Revisi Pasal Karet di UU ITE Tak Menyelesaikan Masalah

Bintoro Agung | CNN Indonesia
Kamis, 27 Okt 2016 14:41 WIB
"Ini bukan perubahan substansi. Mengurangi masa pidananya tidak menyelesaikan masalah yang ada," ucap pihak LBH Pers.
Ilustrasi.
Jakarta, CNN Indonesia -- Lembaga Bantuan Hukum (LBH) Pers menilai revisi Undang-Undang Nomor 11 Tahun 2008 tentang Informatika dan Transaksi Elektronik (RUU Revisi UU ITE) tak mengubah substansi masalah yang berpotensi timbul. Ketentuan penghinaan atau pencemaran nama baik pada pasal 27 ayat 3 atau yang biasa disebut "pasal karet" menjadi inti dari keberatan.

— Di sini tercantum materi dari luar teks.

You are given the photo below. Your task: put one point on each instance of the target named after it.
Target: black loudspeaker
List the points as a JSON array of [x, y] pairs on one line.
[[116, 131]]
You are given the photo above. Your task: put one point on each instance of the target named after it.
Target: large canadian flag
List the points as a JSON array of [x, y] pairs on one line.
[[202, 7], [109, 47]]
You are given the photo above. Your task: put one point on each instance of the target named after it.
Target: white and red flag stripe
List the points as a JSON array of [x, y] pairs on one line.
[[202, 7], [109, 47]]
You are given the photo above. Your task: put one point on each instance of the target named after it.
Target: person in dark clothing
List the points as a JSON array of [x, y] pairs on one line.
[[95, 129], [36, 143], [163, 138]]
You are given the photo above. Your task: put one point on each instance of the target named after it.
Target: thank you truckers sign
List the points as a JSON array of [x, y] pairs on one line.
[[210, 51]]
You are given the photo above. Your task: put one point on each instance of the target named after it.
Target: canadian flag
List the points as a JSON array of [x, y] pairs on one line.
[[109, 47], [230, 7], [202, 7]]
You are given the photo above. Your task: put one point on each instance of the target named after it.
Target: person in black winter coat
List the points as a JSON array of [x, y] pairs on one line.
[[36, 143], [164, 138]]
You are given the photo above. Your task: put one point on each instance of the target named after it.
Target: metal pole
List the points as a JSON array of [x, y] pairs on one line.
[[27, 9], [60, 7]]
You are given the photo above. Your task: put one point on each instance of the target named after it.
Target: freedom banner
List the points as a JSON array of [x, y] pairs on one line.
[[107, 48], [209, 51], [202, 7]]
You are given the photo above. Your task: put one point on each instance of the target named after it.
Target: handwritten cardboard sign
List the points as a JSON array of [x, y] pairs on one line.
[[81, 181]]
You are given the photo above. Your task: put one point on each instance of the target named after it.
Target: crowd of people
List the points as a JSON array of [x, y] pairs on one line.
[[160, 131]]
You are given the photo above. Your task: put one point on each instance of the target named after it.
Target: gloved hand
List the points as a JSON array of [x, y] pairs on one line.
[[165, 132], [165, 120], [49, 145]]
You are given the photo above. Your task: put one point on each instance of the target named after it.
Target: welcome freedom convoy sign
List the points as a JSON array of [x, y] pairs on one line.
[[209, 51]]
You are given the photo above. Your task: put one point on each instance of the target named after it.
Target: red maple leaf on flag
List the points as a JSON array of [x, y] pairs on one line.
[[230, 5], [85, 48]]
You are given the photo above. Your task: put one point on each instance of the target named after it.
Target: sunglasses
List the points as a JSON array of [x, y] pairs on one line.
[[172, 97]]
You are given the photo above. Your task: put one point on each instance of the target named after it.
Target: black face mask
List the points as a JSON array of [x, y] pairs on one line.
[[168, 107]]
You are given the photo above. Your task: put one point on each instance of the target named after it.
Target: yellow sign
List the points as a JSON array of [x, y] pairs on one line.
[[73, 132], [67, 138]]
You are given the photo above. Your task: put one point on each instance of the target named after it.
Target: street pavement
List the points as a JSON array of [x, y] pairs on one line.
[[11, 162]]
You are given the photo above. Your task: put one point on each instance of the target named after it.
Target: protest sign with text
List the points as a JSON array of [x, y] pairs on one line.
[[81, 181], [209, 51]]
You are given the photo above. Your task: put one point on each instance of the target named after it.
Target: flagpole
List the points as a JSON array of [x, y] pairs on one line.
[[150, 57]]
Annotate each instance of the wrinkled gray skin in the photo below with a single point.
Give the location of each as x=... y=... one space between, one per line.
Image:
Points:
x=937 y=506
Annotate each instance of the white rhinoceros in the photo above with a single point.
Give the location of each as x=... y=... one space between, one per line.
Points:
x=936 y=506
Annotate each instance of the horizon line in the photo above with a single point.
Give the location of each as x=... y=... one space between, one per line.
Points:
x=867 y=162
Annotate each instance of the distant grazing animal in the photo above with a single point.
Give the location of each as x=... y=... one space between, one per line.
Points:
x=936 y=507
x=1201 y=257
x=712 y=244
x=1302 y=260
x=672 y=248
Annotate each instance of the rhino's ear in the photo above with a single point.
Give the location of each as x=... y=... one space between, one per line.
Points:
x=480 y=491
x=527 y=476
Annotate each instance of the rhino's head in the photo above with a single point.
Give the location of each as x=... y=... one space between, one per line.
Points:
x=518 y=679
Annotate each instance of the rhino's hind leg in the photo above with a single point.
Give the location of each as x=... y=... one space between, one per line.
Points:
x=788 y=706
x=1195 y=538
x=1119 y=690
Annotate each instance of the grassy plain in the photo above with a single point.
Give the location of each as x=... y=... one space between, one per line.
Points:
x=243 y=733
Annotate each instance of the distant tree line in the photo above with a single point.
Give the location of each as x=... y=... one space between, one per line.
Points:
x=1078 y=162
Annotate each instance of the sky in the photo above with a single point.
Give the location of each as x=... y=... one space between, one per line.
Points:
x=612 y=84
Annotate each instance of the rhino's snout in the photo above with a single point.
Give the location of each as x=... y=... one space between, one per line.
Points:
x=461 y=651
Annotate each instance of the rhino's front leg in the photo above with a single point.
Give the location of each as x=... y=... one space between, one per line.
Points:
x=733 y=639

Rapat paripurna Dewan Perwakilan Rakyat telah mengesahkan revisi Undang-Undang Nomor 11 Tahun 2008 tentang Informasi dan Transaksi EIektronik (UU ITE) hari ini, Kamis (27/10). LBH Pers pun segera menanggapi keputusan ini.

"Ini bukan perubahan substansi. Mengurangi masa pidananya tidak menyelesaikan masalah yang ada," ucap Kepala Divisi Riset dan Jaringan LBH Pers Asep Komaruddin kepada CNNIndonesia.com melalui sambungan telepon, Kamis (27/10).

ADVERTISEMENT

SCROLL TO CONTINUE WITH CONTENT

Menurut Asep inti permasalahan revisi UU ITE terletak pada proses perumusan yang sebelum pembahasan sudah bermasalah. Unsur kejelasan, subjektif, dan multitafsir menjadi alasan Asep menolak pemberlakuan revisi.


Ia menilai langkah yang seharusnya diambil pemerintah adalah mencabut pasal karet tersebut dari revisi UU ITE. Regulasi yang membahas pencemaran nama baik yang menurutnya telah diatur dalam KUHP.

"Kalau cuma sebatas itu (revisi pasal 27 ayat 3), ini sama saja duplikasi aturan pencemaran nama baik yang ada di KUHP. Bedanya dengan KUHP, revisi UU ITE cuma mediumnya saja," tutur Asep.

Menteri Komunikasi dan Informatika Rudiantara justru menyebut revisi UU ITE yang dibuat sebagai bentuk perlindungan hukum. Rudiantara bahkan menyebut aturan ini akan mengurangi warga tak bersalah yang menjadi korban pasal karet pencemaran nama baik.

"Dengan revisi ini tidak ada multitafsir karena tuntutan hukum dari maksimal 6 tahun jadi maksmimal 4 tahun. Jadi tidak bisa dditangkap baru ditanya karena semuanya harus ada proses. Lalu deliknya adalah delik aduan," ujar Rudiantara.

Rudiantara dalam cuitan di akun Twitter miliknya menyebut revisi ini sebagai bentuk perlindungan hukum bagi masyarakat dalam pemanfaatan teknologi informasi.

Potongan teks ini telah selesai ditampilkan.